With all of the focus on the conflict taking place at Trump rallies and within the Republican party generally (see Mitt Romney) it’s easy to forget the lingering question of a replacement for Justice Scalia still remains unresolved. Of course President Obama could nominate someone and the Senate could refuse to act and that would be the end of it, but that’s not what is going to happen. According to a report in the Hill, both sides are gearing up for a PR war that exceeds anything we’ve seen so far:

It is likely to be one of the most heated confirmation fights in recent memory, with both sides expected to unleash television ads, opposition research and grassroots organizing aimed at gaining the upper hand for the November elections…

“I think this is going to be as big a fight as I’ve seen,” said Drew Courtney, communications director for People for the American Way, a liberal group involved in the nomination fight. “Even knowing we are in the Donald Trump election year, this is going to stay really big.”

The DNC is considering sending the nominee on a tour of law schools to garner more attention and create a groundswell of support, but the real action will be happening with outside groups who are already saying there is “not a tactic you can imagine” they won’t deploy:

During the Senate’s end-of-month recess, liberal groups will try to generate the same kind of town hall outrage that was directed at Democrats during the healthcare debate of 2009. MoveOn.org and other progressive groups are planning a national “day of action” on March 21.

Americans United for Change is planning to confront GOP senators by dropping off petitions at their offices or peppering them with questions during town hall meetings.

“If this drags on, there’s not a tactic you can imagine that this coalition won’t employ,” said the group’s president, Brad Woodhouse

For its part, the RNC is also gearing up for a major effort aimed at pushing back on whoever Obama nominates. The AP reports:

The Republican Party launched a task force housed to orchestrate attack ads, petitions and media outreach, party officials said. They want to bolster a strategy that Senate Republicans adopted as soon as Justice Antonin Scalia died last month: refusing to consider an Obama nominee out of hopes that the next president will be a Republican.

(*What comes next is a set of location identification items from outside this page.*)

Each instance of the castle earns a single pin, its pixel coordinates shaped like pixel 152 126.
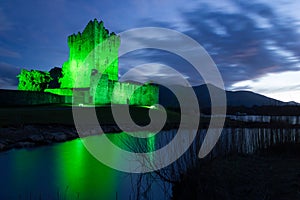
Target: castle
pixel 91 72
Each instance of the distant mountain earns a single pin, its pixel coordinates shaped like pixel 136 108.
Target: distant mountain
pixel 237 98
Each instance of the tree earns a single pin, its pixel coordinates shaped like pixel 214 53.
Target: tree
pixel 33 80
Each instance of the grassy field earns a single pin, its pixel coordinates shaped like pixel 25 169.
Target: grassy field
pixel 62 114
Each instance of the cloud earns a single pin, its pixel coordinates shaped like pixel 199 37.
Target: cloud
pixel 284 86
pixel 9 53
pixel 6 24
pixel 237 35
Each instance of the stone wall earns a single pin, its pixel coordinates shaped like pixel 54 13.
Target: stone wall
pixel 24 98
pixel 105 91
pixel 94 48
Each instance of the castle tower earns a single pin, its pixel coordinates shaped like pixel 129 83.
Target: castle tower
pixel 93 49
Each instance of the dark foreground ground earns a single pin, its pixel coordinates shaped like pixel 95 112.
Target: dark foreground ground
pixel 272 174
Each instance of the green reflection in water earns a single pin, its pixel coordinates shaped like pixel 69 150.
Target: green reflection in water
pixel 81 176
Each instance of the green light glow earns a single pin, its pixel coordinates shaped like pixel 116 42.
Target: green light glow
pixel 33 80
pixel 81 45
pixel 94 81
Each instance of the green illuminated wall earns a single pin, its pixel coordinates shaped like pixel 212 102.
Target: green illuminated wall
pixel 77 72
pixel 105 91
pixel 90 75
pixel 33 80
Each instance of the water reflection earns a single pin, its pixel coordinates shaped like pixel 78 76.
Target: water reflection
pixel 68 171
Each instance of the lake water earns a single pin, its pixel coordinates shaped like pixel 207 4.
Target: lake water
pixel 68 171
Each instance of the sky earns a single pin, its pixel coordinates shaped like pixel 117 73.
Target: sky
pixel 255 44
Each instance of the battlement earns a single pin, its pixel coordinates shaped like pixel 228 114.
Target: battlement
pixel 102 56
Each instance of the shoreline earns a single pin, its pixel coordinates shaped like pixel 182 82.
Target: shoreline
pixel 34 135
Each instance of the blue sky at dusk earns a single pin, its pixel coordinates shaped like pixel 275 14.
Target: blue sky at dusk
pixel 256 46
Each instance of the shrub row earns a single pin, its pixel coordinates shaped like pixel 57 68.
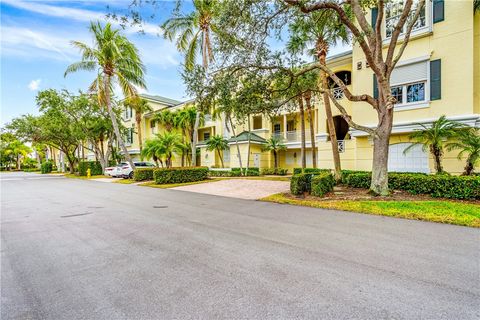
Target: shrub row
pixel 179 175
pixel 46 167
pixel 322 184
pixel 142 174
pixel 94 166
pixel 273 171
pixel 440 186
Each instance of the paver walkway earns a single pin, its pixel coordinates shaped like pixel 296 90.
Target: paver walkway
pixel 239 188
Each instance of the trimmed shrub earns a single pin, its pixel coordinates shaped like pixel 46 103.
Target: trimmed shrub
pixel 310 170
pixel 322 184
pixel 179 175
pixel 273 171
pixel 94 166
pixel 142 174
pixel 46 167
pixel 300 183
pixel 251 171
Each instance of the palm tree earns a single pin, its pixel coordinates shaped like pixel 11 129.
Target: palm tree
pixel 140 106
pixel 116 60
pixel 275 145
pixel 468 142
pixel 323 30
pixel 193 33
pixel 170 142
pixel 433 138
pixel 154 149
pixel 218 143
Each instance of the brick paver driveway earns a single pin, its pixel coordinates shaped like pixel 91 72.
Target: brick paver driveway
pixel 239 188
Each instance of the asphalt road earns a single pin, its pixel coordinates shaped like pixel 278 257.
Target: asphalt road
pixel 75 249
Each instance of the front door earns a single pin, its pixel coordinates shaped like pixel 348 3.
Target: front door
pixel 256 160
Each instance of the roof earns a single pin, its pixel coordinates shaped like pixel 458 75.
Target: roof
pixel 160 99
pixel 243 137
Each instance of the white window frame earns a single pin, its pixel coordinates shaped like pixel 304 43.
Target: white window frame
pixel 417 104
pixel 425 29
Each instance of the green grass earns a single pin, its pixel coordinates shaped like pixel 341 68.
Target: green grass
pixel 458 213
pixel 152 184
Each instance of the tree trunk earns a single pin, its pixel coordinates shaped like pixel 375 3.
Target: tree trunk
pixel 322 49
pixel 248 146
pixel 195 138
pixel 238 147
pixel 302 132
pixel 311 118
pixel 113 118
pixel 437 157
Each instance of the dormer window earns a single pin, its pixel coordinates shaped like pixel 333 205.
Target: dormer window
pixel 393 12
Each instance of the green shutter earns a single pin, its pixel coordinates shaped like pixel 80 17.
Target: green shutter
pixel 374 17
pixel 435 80
pixel 438 10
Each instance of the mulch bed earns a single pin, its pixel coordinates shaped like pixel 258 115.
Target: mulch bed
pixel 342 192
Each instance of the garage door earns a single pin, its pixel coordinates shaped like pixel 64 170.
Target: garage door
pixel 415 160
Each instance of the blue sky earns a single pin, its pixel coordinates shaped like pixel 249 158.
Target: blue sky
pixel 35 50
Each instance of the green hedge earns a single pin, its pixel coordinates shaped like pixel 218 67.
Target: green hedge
pixel 440 186
pixel 322 184
pixel 180 175
pixel 46 167
pixel 273 171
pixel 142 174
pixel 251 171
pixel 95 168
pixel 300 183
pixel 310 170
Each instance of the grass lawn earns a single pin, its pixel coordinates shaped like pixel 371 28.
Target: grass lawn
pixel 152 184
pixel 458 213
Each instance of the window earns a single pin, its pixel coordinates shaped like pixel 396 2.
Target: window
pixel 409 83
pixel 257 122
pixel 393 11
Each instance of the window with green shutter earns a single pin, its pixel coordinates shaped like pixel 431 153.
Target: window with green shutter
pixel 435 80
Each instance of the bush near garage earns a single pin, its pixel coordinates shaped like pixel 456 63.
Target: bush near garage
pixel 439 186
pixel 322 184
pixel 142 174
pixel 46 167
pixel 273 171
pixel 94 166
pixel 254 171
pixel 179 175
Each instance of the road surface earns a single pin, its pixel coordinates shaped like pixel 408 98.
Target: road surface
pixel 76 249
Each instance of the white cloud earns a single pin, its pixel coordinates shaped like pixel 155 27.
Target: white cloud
pixel 75 14
pixel 34 84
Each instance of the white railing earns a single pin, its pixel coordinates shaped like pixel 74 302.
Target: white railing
pixel 337 93
pixel 341 146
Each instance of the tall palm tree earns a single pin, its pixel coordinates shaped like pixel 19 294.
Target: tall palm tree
pixel 218 143
pixel 468 142
pixel 116 60
pixel 433 138
pixel 322 30
pixel 193 33
pixel 140 106
pixel 275 145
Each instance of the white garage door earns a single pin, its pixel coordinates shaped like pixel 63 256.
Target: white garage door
pixel 415 160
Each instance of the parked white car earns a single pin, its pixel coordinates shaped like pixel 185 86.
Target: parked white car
pixel 126 169
pixel 115 171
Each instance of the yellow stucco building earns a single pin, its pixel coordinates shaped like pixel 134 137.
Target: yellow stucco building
pixel 438 74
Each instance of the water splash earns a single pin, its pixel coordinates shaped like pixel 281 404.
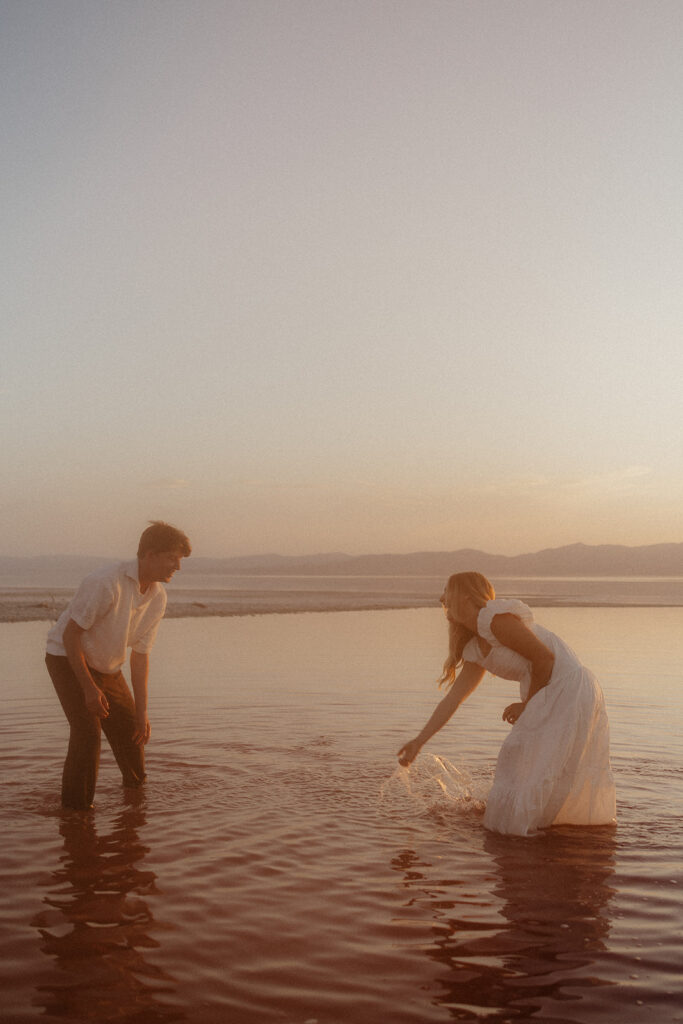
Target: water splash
pixel 434 783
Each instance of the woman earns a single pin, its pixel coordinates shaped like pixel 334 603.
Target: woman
pixel 554 766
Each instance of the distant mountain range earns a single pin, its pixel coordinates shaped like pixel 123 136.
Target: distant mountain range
pixel 572 559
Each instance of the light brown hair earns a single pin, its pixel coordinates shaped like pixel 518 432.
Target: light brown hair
pixel 162 537
pixel 479 590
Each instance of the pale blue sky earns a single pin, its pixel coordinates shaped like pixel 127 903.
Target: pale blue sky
pixel 341 275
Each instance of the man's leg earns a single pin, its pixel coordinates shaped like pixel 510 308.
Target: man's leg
pixel 80 771
pixel 119 727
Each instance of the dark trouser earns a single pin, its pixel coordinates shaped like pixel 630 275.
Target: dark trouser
pixel 80 771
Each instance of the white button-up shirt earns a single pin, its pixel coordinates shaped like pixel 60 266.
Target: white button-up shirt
pixel 114 614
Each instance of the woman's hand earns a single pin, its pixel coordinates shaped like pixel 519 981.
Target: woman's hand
pixel 409 753
pixel 512 712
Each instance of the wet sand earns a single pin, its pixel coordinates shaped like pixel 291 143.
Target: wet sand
pixel 259 596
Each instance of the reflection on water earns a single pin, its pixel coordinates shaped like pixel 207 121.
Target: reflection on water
pixel 552 897
pixel 97 924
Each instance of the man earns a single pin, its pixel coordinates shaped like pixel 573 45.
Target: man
pixel 116 607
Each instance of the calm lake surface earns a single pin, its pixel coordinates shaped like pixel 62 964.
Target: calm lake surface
pixel 280 867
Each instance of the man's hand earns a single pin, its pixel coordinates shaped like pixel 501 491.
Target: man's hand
pixel 96 702
pixel 142 730
pixel 512 712
pixel 409 753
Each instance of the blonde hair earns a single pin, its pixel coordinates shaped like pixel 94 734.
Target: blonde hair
pixel 479 590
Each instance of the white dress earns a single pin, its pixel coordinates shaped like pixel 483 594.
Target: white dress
pixel 554 766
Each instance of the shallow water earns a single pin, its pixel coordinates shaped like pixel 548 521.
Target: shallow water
pixel 279 866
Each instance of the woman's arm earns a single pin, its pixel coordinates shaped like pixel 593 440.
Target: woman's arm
pixel 514 634
pixel 467 681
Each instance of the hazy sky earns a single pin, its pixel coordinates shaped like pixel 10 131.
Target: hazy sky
pixel 341 274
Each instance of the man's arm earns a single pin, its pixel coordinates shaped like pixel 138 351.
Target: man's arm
pixel 95 700
pixel 139 673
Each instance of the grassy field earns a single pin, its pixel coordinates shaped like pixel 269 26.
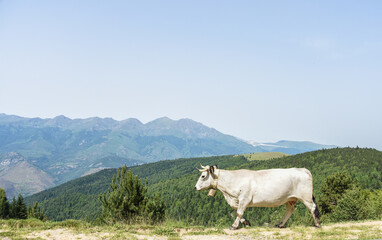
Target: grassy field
pixel 264 156
pixel 73 229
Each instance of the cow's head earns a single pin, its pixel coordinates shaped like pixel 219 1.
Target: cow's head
pixel 208 178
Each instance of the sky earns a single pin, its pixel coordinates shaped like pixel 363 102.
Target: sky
pixel 257 70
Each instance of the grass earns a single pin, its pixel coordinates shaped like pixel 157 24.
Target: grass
pixel 264 156
pixel 35 229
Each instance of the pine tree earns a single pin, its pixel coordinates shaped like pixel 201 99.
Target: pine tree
pixel 126 200
pixel 36 212
pixel 4 205
pixel 18 209
pixel 333 189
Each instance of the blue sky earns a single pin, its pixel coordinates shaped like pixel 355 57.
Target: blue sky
pixel 258 70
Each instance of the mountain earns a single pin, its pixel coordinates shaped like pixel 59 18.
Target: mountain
pixel 18 175
pixel 174 181
pixel 289 147
pixel 65 148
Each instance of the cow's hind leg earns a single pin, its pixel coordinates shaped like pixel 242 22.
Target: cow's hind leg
pixel 289 210
pixel 245 222
pixel 239 213
pixel 312 206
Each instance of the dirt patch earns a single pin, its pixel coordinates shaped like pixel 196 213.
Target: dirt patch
pixel 350 230
pixel 66 234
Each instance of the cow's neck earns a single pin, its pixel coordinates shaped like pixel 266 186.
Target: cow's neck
pixel 225 182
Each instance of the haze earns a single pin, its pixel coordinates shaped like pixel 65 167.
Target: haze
pixel 257 70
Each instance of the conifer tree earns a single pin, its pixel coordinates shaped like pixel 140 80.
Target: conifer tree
pixel 126 200
pixel 18 209
pixel 333 189
pixel 4 205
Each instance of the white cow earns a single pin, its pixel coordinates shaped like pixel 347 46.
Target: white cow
pixel 263 188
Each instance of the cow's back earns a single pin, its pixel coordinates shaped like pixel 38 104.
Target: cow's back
pixel 273 187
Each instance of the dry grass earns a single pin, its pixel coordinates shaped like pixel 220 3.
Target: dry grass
pixel 34 229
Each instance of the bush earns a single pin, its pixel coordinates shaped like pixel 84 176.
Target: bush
pixel 351 207
pixel 333 189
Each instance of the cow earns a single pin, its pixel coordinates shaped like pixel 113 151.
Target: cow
pixel 263 188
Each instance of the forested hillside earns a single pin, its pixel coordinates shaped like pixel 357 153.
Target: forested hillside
pixel 174 182
pixel 66 149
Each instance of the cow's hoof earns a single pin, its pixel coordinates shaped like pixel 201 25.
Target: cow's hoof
pixel 280 226
pixel 247 223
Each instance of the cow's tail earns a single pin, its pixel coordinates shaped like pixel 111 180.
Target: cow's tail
pixel 316 211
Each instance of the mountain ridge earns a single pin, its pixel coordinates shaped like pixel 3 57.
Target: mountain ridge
pixel 66 148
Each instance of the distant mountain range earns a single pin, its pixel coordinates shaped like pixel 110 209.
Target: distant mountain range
pixel 53 151
pixel 289 147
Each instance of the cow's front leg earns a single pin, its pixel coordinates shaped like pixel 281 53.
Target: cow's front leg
pixel 239 213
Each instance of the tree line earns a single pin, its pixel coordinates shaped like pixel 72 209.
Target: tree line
pixel 347 186
pixel 17 209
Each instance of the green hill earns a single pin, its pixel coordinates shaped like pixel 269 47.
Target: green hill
pixel 174 182
pixel 264 156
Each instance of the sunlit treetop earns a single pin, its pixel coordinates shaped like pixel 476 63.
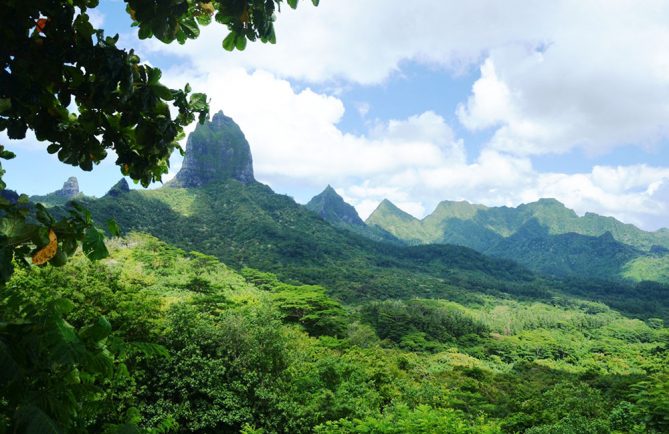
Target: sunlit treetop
pixel 71 85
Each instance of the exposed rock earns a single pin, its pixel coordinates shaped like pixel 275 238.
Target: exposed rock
pixel 215 151
pixel 332 208
pixel 9 195
pixel 70 188
pixel 119 188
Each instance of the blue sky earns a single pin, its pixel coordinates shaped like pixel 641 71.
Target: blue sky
pixel 498 103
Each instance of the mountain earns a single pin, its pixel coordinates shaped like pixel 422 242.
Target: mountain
pixel 332 208
pixel 69 191
pixel 244 223
pixel 119 188
pixel 545 236
pixel 402 225
pixel 215 151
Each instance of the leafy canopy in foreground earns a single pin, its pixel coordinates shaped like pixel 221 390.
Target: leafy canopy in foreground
pixel 73 87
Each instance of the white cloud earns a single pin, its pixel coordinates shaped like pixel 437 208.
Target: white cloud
pixel 295 134
pixel 555 76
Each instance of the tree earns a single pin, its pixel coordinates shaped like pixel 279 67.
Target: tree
pixel 70 84
pixel 74 88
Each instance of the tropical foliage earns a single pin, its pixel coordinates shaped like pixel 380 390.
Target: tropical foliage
pixel 168 341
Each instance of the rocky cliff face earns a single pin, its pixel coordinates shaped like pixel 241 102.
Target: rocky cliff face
pixel 119 188
pixel 70 188
pixel 215 151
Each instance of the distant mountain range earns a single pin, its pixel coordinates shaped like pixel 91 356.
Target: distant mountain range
pixel 545 236
pixel 461 251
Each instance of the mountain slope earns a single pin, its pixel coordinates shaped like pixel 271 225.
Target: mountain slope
pixel 250 225
pixel 545 236
pixel 333 209
pixel 69 191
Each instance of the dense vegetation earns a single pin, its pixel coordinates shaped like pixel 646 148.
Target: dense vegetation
pixel 251 226
pixel 161 339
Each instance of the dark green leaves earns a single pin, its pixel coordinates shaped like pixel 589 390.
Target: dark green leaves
pixel 94 244
pixel 97 331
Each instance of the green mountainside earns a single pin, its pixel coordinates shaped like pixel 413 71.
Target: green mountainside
pixel 60 197
pixel 545 236
pixel 174 341
pixel 228 308
pixel 250 225
pixel 333 209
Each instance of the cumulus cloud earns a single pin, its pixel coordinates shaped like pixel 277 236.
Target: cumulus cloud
pixel 551 81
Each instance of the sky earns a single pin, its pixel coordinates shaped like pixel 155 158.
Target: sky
pixel 499 103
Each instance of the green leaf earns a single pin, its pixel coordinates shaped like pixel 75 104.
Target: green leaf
pixel 62 306
pixel 229 41
pixel 94 244
pixel 30 419
pixel 198 102
pixel 5 105
pixel 6 266
pixel 240 43
pixel 97 331
pixel 190 28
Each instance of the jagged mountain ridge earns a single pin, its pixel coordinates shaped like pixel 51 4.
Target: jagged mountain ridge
pixel 545 236
pixel 332 208
pixel 217 150
pixel 69 191
pixel 245 223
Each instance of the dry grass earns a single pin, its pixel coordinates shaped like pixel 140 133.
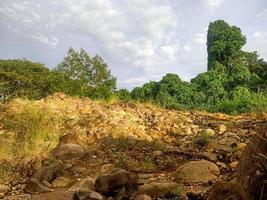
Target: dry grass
pixel 31 131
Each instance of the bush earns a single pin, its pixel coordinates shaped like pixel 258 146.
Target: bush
pixel 30 132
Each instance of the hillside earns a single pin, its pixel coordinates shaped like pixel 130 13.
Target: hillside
pixel 60 145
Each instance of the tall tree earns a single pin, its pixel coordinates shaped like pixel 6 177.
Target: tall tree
pixel 224 43
pixel 92 74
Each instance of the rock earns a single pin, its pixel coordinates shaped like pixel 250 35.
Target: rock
pixel 87 196
pixel 209 156
pixel 158 190
pixel 34 187
pixel 47 184
pixel 234 165
pixel 112 184
pixel 69 152
pixel 241 146
pixel 196 171
pixel 156 153
pixel 19 197
pixel 210 132
pixel 221 129
pixel 142 197
pixel 86 185
pixel 60 182
pixel 48 173
pixel 108 169
pixel 95 196
pixel 4 189
pixel 221 164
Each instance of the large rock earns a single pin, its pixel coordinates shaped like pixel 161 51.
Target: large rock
pixel 159 190
pixel 60 182
pixel 112 184
pixel 84 186
pixel 34 186
pixel 69 152
pixel 4 189
pixel 87 196
pixel 196 172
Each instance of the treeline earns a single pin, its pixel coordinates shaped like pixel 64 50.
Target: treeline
pixel 236 80
pixel 77 75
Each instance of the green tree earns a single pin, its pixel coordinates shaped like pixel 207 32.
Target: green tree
pixel 224 43
pixel 90 73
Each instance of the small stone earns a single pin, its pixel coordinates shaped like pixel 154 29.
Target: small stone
pixel 95 196
pixel 34 186
pixel 221 129
pixel 209 156
pixel 142 197
pixel 4 189
pixel 221 164
pixel 156 153
pixel 241 146
pixel 85 185
pixel 46 183
pixel 234 165
pixel 196 172
pixel 60 182
pixel 210 132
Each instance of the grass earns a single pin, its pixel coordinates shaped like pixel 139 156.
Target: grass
pixel 31 131
pixel 203 138
pixel 5 171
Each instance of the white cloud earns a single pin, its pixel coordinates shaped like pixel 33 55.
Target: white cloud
pixel 200 38
pixel 262 15
pixel 50 40
pixel 213 3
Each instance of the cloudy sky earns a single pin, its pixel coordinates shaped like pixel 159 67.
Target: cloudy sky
pixel 141 40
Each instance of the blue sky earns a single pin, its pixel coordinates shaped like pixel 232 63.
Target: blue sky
pixel 140 40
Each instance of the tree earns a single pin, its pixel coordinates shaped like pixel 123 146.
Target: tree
pixel 91 74
pixel 224 43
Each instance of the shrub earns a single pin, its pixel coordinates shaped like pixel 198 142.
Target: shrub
pixel 33 131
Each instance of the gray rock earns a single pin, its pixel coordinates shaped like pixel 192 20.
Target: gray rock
pixel 69 152
pixel 34 186
pixel 4 189
pixel 112 184
pixel 159 190
pixel 48 173
pixel 86 185
pixel 196 172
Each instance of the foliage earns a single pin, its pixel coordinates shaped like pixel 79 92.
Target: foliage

The Republican National Committee will contract with America Rising Squared, an outside group targeting Democrats that’s run by a longtime aide to GOP Sen. John McCain. GOP chairman Reince Priebus said it would be the most comprehensive judicial response effort in the party’s history.

Priebus said the RNC would “make sure Democrats have to answer to the American people for why they don’t want voters to have a say in this process.”

So, as if we don’t already have enough open political warfare on our plate, we’re about to see both parties turn up the heat as high as it can go. Assuming the underlying issue is a stalemate, the question is who is likely to benefit most from the coming PR war.

On one hand, maybe having someone outside of the GOP draw fire will drain some of the energy currently being expended on internecine warfare. That would benefit the entire GOP which has been struggling through a bitter nomination fight.

On the other hand, pushing to replace Scalia with a progressive nominee is likely to focus everyone’s mind on what is at stake in this election. That should energize both sides but one side (the GOP) is already looking plenty energized. If Democrats have a worry it’s probably that their front-runner doesn’t seem to be generating as much raw enthusiasm as either Donald Trump or Bernie Sanders. Getting people worked up about the Supreme Court could be a way for Democrats to change that and drive more people to the polls.

In addition, Democrats have their eyes on winning not just the White House this year but retaking the Senate. A big, nasty campaign aimed at demonizing Senate Republicans is something they would want to do, especially in a year in which the map favors them, even if replacing Scalia wasn’t at issue. If they can’t force the GOP to take up their nominee they can at least benefit politically from the refusal.